By Melissa Luz T. Lopez,
Senior Reporter

BANKS swarmed the central bank’s term deposit offerings yesterday, with the overwhelming demand driving yields down from the previous week.

Bids for term deposits offered by the Bangko Sentral ng Pilipinas (BSP) reached P166.956 billion on Wednesday, well above the P140 billion the central bank wanted to sell. It also picked up from the P148.378 billion tenders received during the Oct. 4 auction, as both the week-long and month-long tenors going oversubscribed this week.

Offers for the seven-day term deposits reached P64.076 billion, surging from the P53.545-billion demand posted a week ago and accounting for 1.6 times the P40 billion which the BSP placed on the auction block.

As a result, the average rate dropped to 3.3554% from the 3.3664% yield the previous week, as banks asked for returns ranging from 3.23-3.38%.

Banks also returned to tapping the 28-day tenor this week, posting the first oversubscription in weeks as they vied to place as much as P102.88 billion, slightly above the P100 billion dangled by the central bank.

Market players even went as far as asking for the lowest rate allowed by the BSP, with interest rates ranging from 2.5-3.5%. This brought the average rate to 3.4925%, inching lower from last week’s 3.4939%.

The TDF is currently the central bank’s main instrument in mopping up excess money supply in the financial system, as the platform allows banks to park funds which they cannot deploy for loans for a small return.

Central bank officials previously said that there appears to be “renewed interest” in the weekly term deposit offerings, given robust growth in domestic liquidity and bank lending.

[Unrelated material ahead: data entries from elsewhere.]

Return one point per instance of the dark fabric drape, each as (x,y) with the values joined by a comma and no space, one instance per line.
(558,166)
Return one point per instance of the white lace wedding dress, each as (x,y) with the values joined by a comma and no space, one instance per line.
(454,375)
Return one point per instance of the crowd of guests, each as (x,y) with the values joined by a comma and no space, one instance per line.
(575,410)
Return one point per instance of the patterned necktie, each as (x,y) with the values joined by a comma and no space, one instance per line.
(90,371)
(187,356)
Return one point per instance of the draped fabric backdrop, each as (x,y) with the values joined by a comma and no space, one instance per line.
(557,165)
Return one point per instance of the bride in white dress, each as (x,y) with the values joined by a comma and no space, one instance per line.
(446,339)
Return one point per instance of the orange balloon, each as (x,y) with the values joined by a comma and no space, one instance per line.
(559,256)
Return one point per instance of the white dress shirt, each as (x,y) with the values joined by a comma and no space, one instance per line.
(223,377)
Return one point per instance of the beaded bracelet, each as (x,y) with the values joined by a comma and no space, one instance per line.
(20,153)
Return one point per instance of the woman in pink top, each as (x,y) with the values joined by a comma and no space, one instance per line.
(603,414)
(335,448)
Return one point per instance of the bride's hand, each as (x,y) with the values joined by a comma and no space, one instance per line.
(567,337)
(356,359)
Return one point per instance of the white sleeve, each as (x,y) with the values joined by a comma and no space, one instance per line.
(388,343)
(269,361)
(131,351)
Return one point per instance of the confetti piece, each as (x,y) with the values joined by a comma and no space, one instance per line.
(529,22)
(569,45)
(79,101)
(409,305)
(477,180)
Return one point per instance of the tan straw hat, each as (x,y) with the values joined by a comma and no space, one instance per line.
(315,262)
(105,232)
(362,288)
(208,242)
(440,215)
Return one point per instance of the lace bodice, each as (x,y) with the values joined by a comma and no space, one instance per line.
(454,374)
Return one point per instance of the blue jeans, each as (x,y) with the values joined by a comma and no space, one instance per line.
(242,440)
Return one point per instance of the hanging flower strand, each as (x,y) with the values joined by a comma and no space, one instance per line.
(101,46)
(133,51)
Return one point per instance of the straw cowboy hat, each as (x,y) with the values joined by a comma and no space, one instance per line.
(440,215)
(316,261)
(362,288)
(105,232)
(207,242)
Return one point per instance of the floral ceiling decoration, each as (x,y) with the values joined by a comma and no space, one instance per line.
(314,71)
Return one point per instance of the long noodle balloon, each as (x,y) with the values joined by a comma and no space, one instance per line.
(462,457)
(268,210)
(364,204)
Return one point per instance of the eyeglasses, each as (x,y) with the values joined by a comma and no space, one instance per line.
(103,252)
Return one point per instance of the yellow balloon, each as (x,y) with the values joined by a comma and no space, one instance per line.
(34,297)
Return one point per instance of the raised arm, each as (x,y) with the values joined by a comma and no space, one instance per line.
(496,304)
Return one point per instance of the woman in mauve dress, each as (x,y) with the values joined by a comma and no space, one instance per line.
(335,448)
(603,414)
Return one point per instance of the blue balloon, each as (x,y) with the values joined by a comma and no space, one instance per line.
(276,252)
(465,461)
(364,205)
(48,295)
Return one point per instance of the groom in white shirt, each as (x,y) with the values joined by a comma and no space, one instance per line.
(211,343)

Bank credit grew by a fifth in August from a year ago, which came alongside a 15.4% increase in domestic money supply, according to latest BSP data.

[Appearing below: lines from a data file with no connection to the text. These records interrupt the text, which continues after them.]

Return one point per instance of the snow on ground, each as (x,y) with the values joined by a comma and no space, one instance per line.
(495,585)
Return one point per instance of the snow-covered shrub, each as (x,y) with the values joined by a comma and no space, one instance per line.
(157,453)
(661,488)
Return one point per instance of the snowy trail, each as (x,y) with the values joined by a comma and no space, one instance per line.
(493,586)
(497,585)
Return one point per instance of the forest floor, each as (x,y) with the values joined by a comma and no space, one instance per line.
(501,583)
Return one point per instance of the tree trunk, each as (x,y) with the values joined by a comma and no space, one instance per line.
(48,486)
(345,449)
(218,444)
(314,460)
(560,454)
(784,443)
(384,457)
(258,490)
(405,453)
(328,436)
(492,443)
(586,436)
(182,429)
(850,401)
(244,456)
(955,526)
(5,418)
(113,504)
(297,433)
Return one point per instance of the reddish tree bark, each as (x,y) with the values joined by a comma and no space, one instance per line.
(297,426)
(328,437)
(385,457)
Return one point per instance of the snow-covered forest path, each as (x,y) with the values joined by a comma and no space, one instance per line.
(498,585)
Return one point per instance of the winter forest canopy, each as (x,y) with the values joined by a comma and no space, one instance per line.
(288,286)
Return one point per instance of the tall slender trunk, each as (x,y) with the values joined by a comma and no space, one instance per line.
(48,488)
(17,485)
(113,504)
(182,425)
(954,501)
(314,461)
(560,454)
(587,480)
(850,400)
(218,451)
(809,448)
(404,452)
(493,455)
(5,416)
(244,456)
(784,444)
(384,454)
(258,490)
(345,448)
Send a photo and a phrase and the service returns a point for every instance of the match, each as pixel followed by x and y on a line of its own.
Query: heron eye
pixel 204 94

BSP Deputy Governor Diwa C. Guinigundo said last week that banks may have also chosen to place their funds under the facility in order to “diversify” asset deployment, with a preference for short-termed instruments like the TDF amid market uncertainty on global interest rate developments.

Bank placements on term deposits have been on a decline as they sustain lending activities, investments, and foreign exchange purchases, Mr. Guinigundo has said.